The successful Progress 45 mission paves the way for a planned Nov. 14 launch of three new space station crew members aboard a Soyuz rocket similar to that used to launch the robotic Progress spacecraft. Russia’s space agency, Roscosmos, had delayed the launch of the station’s new crew to make sure its Soyuz rockets were safe for manned launches.

That delay in regular crew launches forced the space station to drop from its full six-person crew size down to a three-man staff. Space station managers also discussed the possibility of leaving the space station without a crew, if it became necessary.

The station’s current crew — Fossum, Russian cosmonaut Sergei Volkov and Japanese astronaut Satoshi Furukawa — will return to Earth Nov. 22 after handing control of the orbiting lab over to their replacements riding up on the Nov. 14 Soyuz launch.

Another three-person crew will launch in December, space station officials have said.

“The December Soyuz mission will restore the space station crew size to six and continue normal crew rotations,” Bill Gerstenmaier, NASA’s associate administrator for human exploration and operations, said in a statement  after the Progress 45 launch.

The Progress 45 cargo ship parked at the Earth-facing Pirs docking port on the bottom of the space station. Another older cargo ship, called Progress 42, was previously docked there, but left the space station Oct. 29 to make room for Progress 45, NASA officials said.

The first iPads to fly in space were also delivered to the space station crew by the Russian space freighter.
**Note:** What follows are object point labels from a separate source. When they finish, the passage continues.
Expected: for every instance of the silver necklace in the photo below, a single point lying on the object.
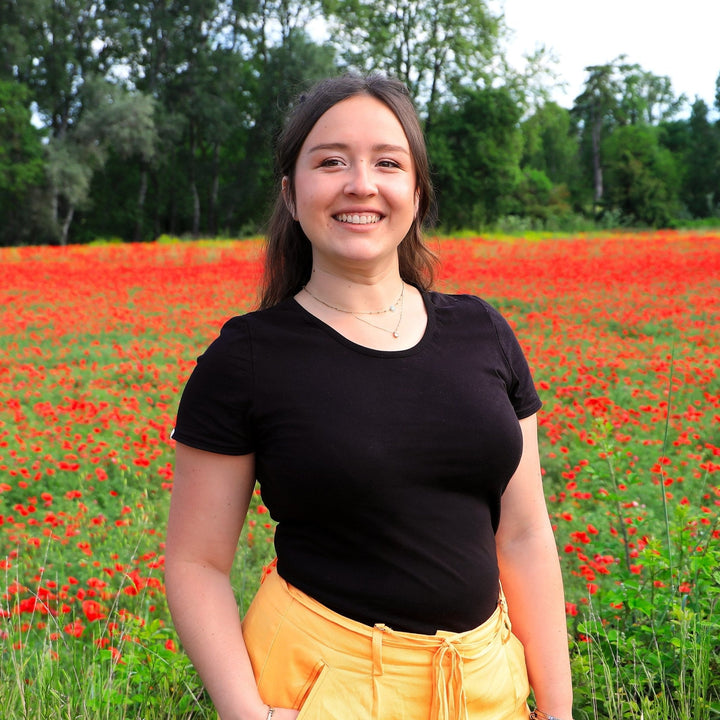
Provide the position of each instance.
(397, 305)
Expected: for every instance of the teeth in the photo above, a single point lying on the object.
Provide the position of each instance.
(356, 219)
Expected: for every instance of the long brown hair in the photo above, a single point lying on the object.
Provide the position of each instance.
(288, 253)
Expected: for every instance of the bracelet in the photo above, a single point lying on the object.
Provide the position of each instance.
(540, 715)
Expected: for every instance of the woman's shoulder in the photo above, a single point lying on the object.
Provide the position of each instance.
(463, 303)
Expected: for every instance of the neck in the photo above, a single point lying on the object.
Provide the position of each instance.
(355, 293)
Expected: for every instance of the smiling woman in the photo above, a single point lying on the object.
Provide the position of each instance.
(392, 430)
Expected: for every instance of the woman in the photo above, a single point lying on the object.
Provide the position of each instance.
(393, 432)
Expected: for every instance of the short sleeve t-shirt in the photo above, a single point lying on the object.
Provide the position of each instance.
(383, 469)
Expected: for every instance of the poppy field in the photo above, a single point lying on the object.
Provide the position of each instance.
(622, 332)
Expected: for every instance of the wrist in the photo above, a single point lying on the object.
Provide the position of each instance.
(540, 715)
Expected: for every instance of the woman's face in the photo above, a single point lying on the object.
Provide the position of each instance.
(355, 189)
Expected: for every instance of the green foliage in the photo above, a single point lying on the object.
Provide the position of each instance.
(475, 150)
(161, 118)
(641, 176)
(435, 47)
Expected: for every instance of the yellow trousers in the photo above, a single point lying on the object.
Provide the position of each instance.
(329, 667)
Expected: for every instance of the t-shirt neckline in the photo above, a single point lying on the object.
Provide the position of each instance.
(364, 349)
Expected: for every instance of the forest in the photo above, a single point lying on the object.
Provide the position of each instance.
(129, 121)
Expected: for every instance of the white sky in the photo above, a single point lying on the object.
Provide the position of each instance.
(677, 38)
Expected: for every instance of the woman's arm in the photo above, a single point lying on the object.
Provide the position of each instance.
(210, 499)
(531, 580)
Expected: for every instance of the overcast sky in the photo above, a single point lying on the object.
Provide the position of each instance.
(677, 38)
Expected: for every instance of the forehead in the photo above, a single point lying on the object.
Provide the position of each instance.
(357, 119)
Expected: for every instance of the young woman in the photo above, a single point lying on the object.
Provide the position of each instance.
(393, 433)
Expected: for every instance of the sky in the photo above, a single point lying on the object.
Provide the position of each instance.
(677, 38)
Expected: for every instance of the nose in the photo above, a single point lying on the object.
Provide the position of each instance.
(360, 181)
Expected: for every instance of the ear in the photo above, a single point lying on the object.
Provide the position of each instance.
(287, 197)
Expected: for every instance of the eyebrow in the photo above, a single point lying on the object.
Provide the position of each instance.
(381, 147)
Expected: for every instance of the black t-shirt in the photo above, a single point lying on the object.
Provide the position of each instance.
(383, 469)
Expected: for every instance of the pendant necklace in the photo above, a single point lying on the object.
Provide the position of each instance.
(397, 306)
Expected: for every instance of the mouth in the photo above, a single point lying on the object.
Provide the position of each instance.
(358, 218)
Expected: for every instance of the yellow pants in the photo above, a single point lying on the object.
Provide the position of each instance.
(329, 667)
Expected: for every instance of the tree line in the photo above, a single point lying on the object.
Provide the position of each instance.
(133, 120)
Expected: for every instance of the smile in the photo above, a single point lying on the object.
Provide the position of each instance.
(358, 219)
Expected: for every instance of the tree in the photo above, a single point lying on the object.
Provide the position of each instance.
(595, 110)
(643, 179)
(112, 118)
(618, 94)
(435, 46)
(701, 186)
(21, 164)
(551, 144)
(475, 148)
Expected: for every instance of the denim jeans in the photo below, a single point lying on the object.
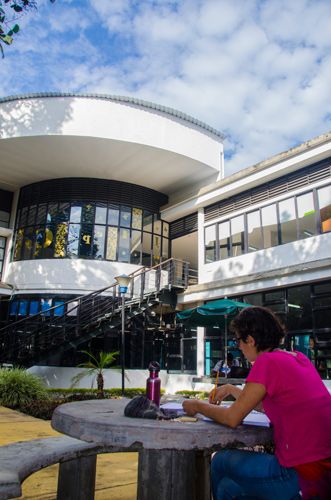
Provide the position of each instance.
(248, 474)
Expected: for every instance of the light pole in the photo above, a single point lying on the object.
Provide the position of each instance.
(123, 282)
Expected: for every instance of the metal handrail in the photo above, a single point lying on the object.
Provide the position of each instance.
(43, 324)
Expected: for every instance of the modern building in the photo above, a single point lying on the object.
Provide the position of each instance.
(93, 187)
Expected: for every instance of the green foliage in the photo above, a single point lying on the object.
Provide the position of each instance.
(10, 12)
(41, 408)
(95, 366)
(194, 394)
(18, 387)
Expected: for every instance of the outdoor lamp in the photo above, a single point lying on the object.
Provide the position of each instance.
(123, 282)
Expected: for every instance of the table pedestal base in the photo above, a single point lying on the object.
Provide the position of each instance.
(173, 475)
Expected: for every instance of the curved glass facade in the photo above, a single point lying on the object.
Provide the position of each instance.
(91, 230)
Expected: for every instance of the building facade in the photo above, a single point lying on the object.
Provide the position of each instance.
(92, 187)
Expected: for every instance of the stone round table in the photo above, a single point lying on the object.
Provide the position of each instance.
(174, 456)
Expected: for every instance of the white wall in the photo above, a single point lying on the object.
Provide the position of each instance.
(309, 250)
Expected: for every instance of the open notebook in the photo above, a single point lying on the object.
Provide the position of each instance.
(253, 418)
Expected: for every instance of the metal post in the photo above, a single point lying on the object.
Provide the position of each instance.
(123, 343)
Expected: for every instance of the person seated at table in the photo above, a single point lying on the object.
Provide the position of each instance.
(220, 366)
(292, 394)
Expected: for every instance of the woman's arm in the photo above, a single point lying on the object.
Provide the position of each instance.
(247, 400)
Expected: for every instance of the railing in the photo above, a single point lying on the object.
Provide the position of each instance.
(37, 334)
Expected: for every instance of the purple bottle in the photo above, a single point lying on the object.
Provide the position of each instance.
(153, 383)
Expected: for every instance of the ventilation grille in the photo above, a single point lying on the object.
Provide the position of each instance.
(285, 184)
(84, 189)
(183, 226)
(6, 198)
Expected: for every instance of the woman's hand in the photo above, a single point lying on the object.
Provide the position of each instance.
(191, 406)
(216, 397)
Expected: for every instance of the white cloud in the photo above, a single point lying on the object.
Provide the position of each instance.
(258, 70)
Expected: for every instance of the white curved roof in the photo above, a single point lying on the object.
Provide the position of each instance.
(53, 135)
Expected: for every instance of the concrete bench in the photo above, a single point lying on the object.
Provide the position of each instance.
(77, 460)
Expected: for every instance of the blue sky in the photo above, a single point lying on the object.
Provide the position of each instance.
(257, 70)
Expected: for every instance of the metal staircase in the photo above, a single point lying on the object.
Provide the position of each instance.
(37, 338)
Russian space officials packed the two Apple iPads on the Progress 45 cargo ship as entertainment tablets for the space station crew. They are the first tablets of their kind ever sent to the space station, space station officials have said.

The iPads join iPod music players and iPhone 4 devices already on the space station. The iPhone 4 devices were delivered by NASA space shuttle astronauts earlier this year and are loaded with an application to help astronauts perform experiments.

The next spacecraft to launch toward the space station will be the Soyuz TMA-21 spacecraft carrying NASA astronaut Dan Burbank and Russian cosmonauts Anatoly Ivanishin and Anton Shkaplerov. Liftoff is set for 11:14 p.m. EST on Nov. 13, which will make it 9:14 a.m. on Nov. 14 at the rocket’s Kazakhstan launch site.